Retrospective Cohort Study.

Setting

Clinical Medical Center.

Participants

Center 1: 473 children with cerebral palsy and 84 typically-developing children. Center 2: 163 children with cerebral palsy and 12 typically-developing children.

Interventions

Standard clinical care at each center.

Outcome Measures

The dynamic motor control index during walking (walk-DMC) was computed from electromyography data during gait using muscle synergy analysis. Regression analysis was used to evaluate whether pre-treatment walking speed or kinematics, muscle synergies, treatment group, prior treatment, or age were associated with post-treatment changes in gait at both clinical centers.

Results

Walk-DMC was significantly associated with changes in speed and kinematics after treatment with similar regression models at both centers. Children with less impaired motor control were more likely to have improvements in walking speed and gait kinematics after treatment, independent of treatment group.

Conclusions

Dynamic motor control evaluated with synergy analysis was associated with changes in gait after treatment at both centers, despite differences in treatments and clinical protocols. This study further supports the finding that walk-DMC provides additional information, not captured in traditional gait analysis, that may be useful for treatment planning.

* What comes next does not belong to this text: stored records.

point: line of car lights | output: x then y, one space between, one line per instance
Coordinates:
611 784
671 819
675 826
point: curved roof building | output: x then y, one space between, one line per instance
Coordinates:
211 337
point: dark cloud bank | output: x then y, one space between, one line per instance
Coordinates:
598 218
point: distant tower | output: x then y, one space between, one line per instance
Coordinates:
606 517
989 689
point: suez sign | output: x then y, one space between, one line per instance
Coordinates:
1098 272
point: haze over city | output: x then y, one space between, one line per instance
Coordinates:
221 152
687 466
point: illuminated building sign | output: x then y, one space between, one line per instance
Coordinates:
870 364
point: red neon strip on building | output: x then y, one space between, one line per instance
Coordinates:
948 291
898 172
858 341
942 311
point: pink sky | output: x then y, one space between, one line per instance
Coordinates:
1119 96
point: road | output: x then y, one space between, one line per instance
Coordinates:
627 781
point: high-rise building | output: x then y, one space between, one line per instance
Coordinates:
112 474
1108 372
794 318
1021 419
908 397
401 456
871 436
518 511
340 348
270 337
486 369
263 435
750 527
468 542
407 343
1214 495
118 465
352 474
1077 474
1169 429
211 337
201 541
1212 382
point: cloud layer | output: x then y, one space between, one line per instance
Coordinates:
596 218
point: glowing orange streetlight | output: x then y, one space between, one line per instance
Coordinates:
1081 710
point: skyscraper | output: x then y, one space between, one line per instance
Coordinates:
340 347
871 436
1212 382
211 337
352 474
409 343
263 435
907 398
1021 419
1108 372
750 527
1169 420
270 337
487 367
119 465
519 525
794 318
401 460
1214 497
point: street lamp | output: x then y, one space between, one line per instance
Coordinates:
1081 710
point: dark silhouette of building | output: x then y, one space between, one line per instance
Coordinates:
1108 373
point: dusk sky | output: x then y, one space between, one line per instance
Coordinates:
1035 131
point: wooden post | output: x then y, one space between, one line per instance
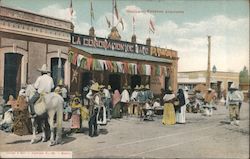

Keywords: CP (Cerebral Palsy), Gait, Motor Disorders, Walking Speed, Electromyography

Poor motor control often arises after neurologic injury, such as in cerebral palsy (CP). Reduced motor control hinders movement and has been suggested as an important factor influencing treatment outcomes (1). Recent research has suggested that measures derived from muscle synergy analysis, such as the Dynamic Motor Control Index during Walking (walk-DMC), may provide a clinical tool to quantify poor motor control and inform treatment planning (2,3). These studies also suggested that individuals with less impaired motor control, or higher walk-DMC scores, have greater improvements in walking ability after treatment than individuals with poor motor control. These results support the common clinical belief that poor motor control can contribute to worse treatment outcomes. Despite these initial promising results, the relationship between walk-DMC and treatment outcomes has only been evaluated at one center. Reproducibility is critical to understand the generalizability and potential impact of new measures in the clinic, especially when considering that many published biomedical findings fail to be reproduced (4).

Whether walk-DMC’s association with treatment outcomes extends across clinical centers remains an open question, especially considering differences in clinical protocols and treatments between centers. For example, between centers, the dosage and number of muscles treated with botulinum toxin type A injection (5), amount of transection in selective dorsal rhizotomy (6), and choice of procedures in single-event multi-level orthopedic surgeries for children with CP (7) can a vary. In clinical gait analyses, the number of muscles monitored with electromyography (EMG) varies between centers which may impact calculations of synergies and walk-DMC. Thus, it is important to determine whether differences between centers in procedures, outcomes, or collected data, refute or alter conclusions about whether walk-DMC is a useful measure to inform treatment planning.

Walk-DMC leverages the theory of muscle synergies to create an objective measure of motor control that quantifies an individual’s complexity of neuromuscular control during walking (2,8). Synergy analysis uses EMG data and matrix factorization algorithms to identify a small set of weighted muscles groups (synergies) that are recruited together during functional tasks (911). After neurologic injury (e.g. stroke and CP), even fewer synergies are required to describe the EMG data, suggesting a simplified control strategy that may contribute to impaired movement (1216). Since EMG data are collected as part of standard care in clinical gait analysis laboratories, synergy methods are attractive for quantifying patient-specific deficits in neuromuscular control. Walk-DMC represents a summary measure of an individual’s synergy complexity.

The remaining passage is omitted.